Когда Тургенев узнал, что Майков показал письмо Достоевского П. И. Бартеньеву, издателю «Русского архива», он написал в этот журнал официальное письмо, в котором, между прочим, говорил: «Виделся я с Достоевским <...> всего один раз. Он высидел у меня не более часа и, облегчив свое сердце жестокою бранью против немцев, против меня и моей последней книги, удалился; я почти не имел времени и никакой охоты возражать ему: я, повторяю, обращался с ним, как с больным. Вероятно, расстроенному его воображению представились те доводы, которые он предполагал услыхать от меня, и он написал на меня свое... донесение потомству».

Но Достоевский не выдумал доводы Тургенева; тургеневская переписка подтверждает полностью его правоту. Не будем смягчать серьезную конфликтную ситуацию, которую вызвал в сознании русских писателей и общественных деятелей тургеневский Потугин, назойливый «болтун», по меткому определению Герцена. Таким ведь он объективно и представал в романе. Беда Тургенева заключалась в том, что он пытался придать потугинским словам оттенок скрытой, завуалированной проповеди и слишком обнаружил при этом своё собственное раздражение. То, что произошло с «Отцами и детьми» на родине, давало Тургеневу моральное право на обиду и раздражение. Но, прикрывая их рецептами абстрактно понимаемой всеевропейской цивилизаторской гомеопатии, он лишь усилил неприятие романа современниками, вновь отлучившими его от истинного знания и понимания того, что совершалось тогда в России.

«Мне хочется спросить у Вас: Иван Сергеевич, куда Вы девали Базарова? — Вы смотрите на явления русской жизни глазами Литвинова, Вы подводите итоги с его точки зрения, Вы его делаете центром и героем романа, а ведь Литвинов — это тот самый друг Аркадий Николаевич, которого Базаров безуспешно просил не говорить красиво. Чтобы осмотреться и ориентироваться, Вы становитесь на эту низкую и рыхлую муравьиную кочку, между тем как в Вашем распоряжении имеется настоящая каланча, которую Вы же сами открыли и описали», — упрекал Тургенева Д. И. Писарев. Того героя, который автору «Дыма» казался «каланчой», ехидный критик просто не приметил: в его глазах Потугин был всего лишь мухой, причем назойливой.

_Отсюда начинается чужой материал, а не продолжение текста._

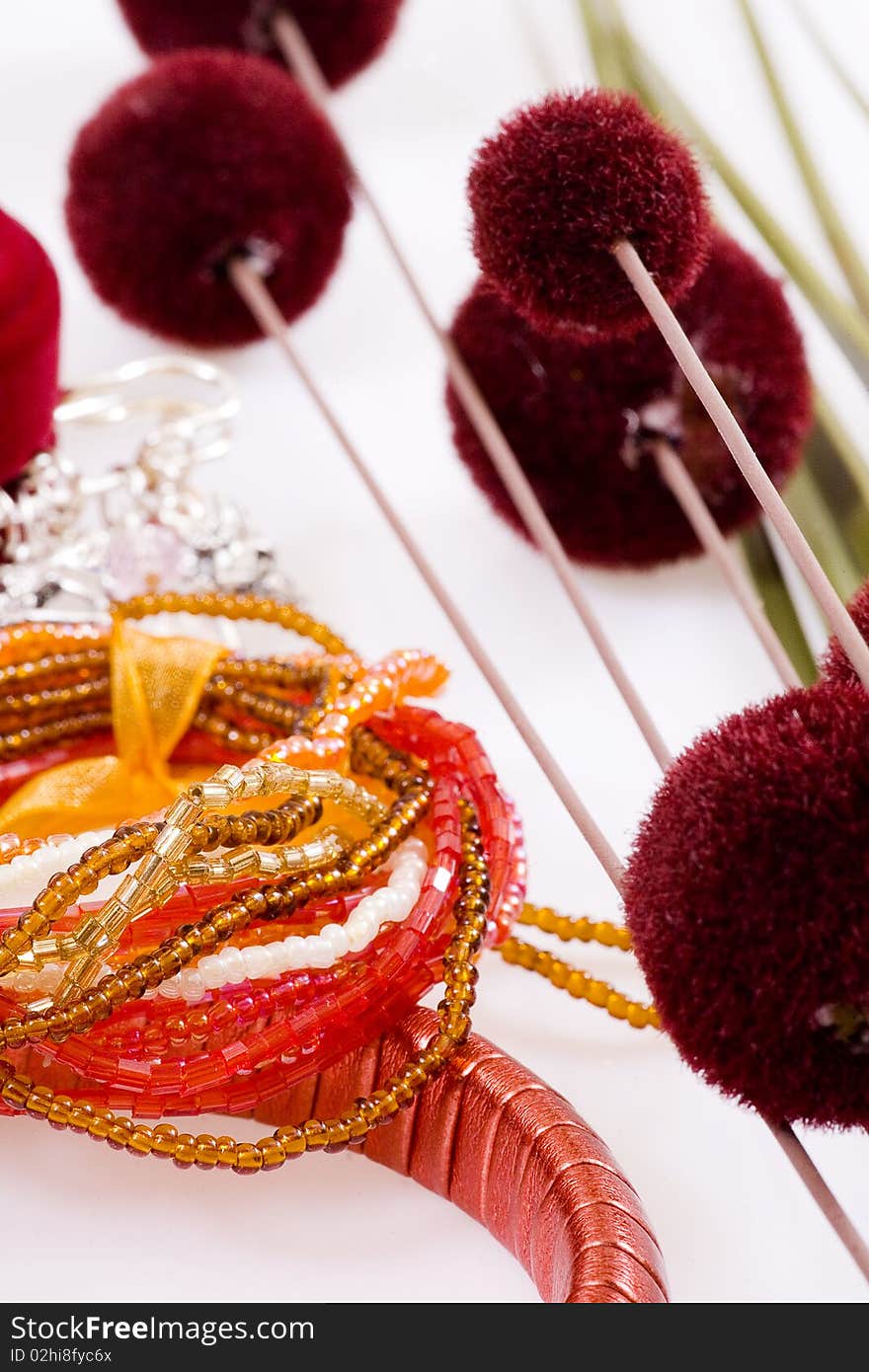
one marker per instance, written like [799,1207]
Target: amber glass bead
[249,1160]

«Дым» усилил духовную изоляцию Тургенева от русской жизни. И, вероятно, писатель в такой ситуации мог не выдержать и задохнуться в одиночестве и жестокой обиде, если бы не поддержка немецких и французских друзей.

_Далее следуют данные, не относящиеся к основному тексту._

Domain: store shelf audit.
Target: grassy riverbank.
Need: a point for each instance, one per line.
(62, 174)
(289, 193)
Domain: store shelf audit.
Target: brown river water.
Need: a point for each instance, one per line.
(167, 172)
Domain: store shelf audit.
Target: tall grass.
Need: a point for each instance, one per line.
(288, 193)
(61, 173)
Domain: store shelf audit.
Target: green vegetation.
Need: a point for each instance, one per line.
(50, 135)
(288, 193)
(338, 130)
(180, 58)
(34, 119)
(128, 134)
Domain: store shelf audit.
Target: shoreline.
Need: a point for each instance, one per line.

В феврале 1863 года Тургенев познакомился с Г. Флобером, подарил ему издание переводов своих сочинений на французский язык. Флобер ответил: «Я давно уже вижу в вас мастера. Но чем больше я вас читаю, в тем большее изумление приводит меня ваш талант. Меня восхищает ваша манера повествования, одновременно пылкая и сдержанная, ваше сочувствие к людям, которое распространяется на малых сих и одухотворяет пейзаж». Флоберу нравилось тургеневское свойство «быть правдивым без банальности, чувствительным без жеманства, комичным без всякой пошлости». Он ощенил искусство автора в изображении женских характеров: «Они идеальны и реальны в одно и то же время. Они обладают притягательной силой и окружены сиянием».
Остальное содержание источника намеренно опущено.